Martha Johnson, 64, and three of her grandchildren — Benjamin Schuster, 13, Julia Schuster, 10 and Luke Schuster, 6 — were gunned down in her New Town home Sunday afternoon while Johnson's husband was out hunting, Mountrail County Sheriff Ken Halvorson said. The children's 12-year-old brother, who was also in the home but wasn't hurt, called 911, he said.
Hours later in Parshall, a community about 20 miles from New Town that is also on the Fort Berthold Indian Reservation, a New Town man in his 20s killed himself with a knife, Halvorson said. He described the man as a person of interest in the earlier slayings, but neither he nor the FBI had released the man's name.
"It happened in front of a deputy and a highway patrolman," Halvorson said of the suicide.

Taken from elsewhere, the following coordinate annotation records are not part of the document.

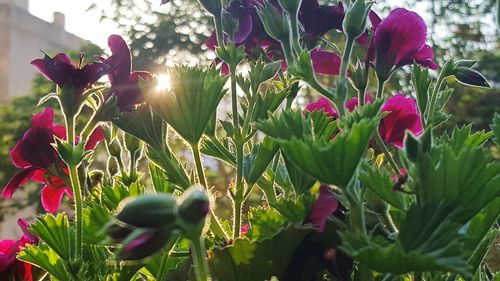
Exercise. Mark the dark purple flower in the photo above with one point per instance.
(38, 160)
(324, 206)
(61, 71)
(399, 40)
(403, 116)
(124, 82)
(323, 104)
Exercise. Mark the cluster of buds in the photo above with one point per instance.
(146, 223)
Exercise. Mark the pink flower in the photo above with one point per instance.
(10, 267)
(34, 154)
(352, 103)
(324, 62)
(399, 40)
(322, 104)
(403, 116)
(324, 206)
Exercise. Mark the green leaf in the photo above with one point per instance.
(47, 259)
(256, 163)
(191, 102)
(295, 210)
(495, 127)
(331, 162)
(264, 223)
(55, 232)
(379, 181)
(245, 260)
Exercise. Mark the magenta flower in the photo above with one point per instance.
(10, 267)
(352, 103)
(324, 62)
(34, 154)
(61, 71)
(124, 83)
(399, 40)
(323, 104)
(403, 116)
(324, 206)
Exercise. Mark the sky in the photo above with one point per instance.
(86, 24)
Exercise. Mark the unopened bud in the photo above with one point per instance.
(355, 19)
(150, 211)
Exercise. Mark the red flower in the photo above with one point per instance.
(10, 267)
(124, 83)
(322, 104)
(399, 40)
(324, 206)
(351, 104)
(324, 62)
(403, 116)
(34, 154)
(61, 71)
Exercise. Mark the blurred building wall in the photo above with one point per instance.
(22, 38)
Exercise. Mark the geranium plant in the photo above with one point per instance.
(357, 185)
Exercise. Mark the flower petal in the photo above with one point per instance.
(326, 62)
(51, 198)
(18, 180)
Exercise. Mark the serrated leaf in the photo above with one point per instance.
(264, 223)
(47, 259)
(55, 232)
(379, 181)
(256, 163)
(331, 162)
(249, 261)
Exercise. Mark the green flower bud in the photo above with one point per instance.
(151, 211)
(132, 143)
(355, 18)
(214, 7)
(471, 77)
(230, 24)
(291, 6)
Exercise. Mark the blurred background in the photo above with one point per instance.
(161, 36)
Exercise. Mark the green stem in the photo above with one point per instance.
(201, 268)
(215, 225)
(346, 57)
(432, 106)
(390, 221)
(77, 192)
(294, 26)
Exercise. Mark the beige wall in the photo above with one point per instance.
(22, 37)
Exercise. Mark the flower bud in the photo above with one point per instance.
(230, 24)
(355, 19)
(469, 76)
(194, 207)
(291, 6)
(149, 211)
(214, 7)
(132, 143)
(115, 148)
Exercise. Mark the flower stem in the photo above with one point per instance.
(215, 226)
(77, 192)
(200, 264)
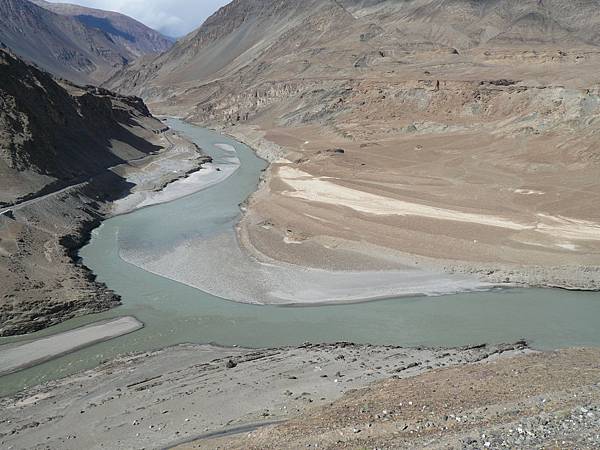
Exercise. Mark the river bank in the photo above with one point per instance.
(44, 282)
(158, 399)
(294, 216)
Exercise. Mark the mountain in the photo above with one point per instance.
(134, 36)
(474, 121)
(256, 40)
(78, 44)
(54, 134)
(58, 143)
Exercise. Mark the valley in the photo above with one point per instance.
(330, 224)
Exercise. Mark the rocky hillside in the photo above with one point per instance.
(134, 36)
(57, 144)
(442, 107)
(55, 134)
(78, 44)
(250, 41)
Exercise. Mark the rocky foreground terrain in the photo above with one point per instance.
(165, 398)
(459, 135)
(547, 400)
(65, 152)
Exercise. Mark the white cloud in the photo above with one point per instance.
(171, 17)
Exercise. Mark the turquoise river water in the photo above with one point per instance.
(174, 313)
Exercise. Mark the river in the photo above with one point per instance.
(175, 313)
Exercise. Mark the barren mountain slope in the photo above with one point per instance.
(83, 48)
(460, 134)
(130, 34)
(57, 142)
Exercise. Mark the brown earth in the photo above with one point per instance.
(79, 44)
(58, 144)
(469, 130)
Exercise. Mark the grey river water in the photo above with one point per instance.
(174, 313)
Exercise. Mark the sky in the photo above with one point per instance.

The FBI is leading the investigation because the federal government has jurisdiction over crimes in Indian Country. FBI spokesman Kyle Loven declined to release details, citing the ongoing investigation. Assistant U.S. Attorney Lynn Jordheim referred calls to the FBI, and the state attorney general's office deferred to federal authorities.
Both Halvorson and the FBI said they don't believe there is any danger to the public.
On Monday, there was a teddy bear with a heart painted on it stuffed in the white picket fence that surrounds the Johnsons' ranch-style home, which sits on a corner lot in a quiet residential neighborhood in New Town.
Classes were cancelled at the local school because of the shootings, which Three Affiliated Tribes spokesman Waylon Pretends Eagle said were "a community tragedy." A community prayer vigil was scheduled Monday night.
Neither Johnson nor her grandchildren were enrolled tribal members, but the man who killed himself was, Halvorson said.
Murders are relatively rare in North Dakota, which is home to fewer than 700,000 people. FBI statistics show 24 murders and non-negligent manslaughters in the state last year.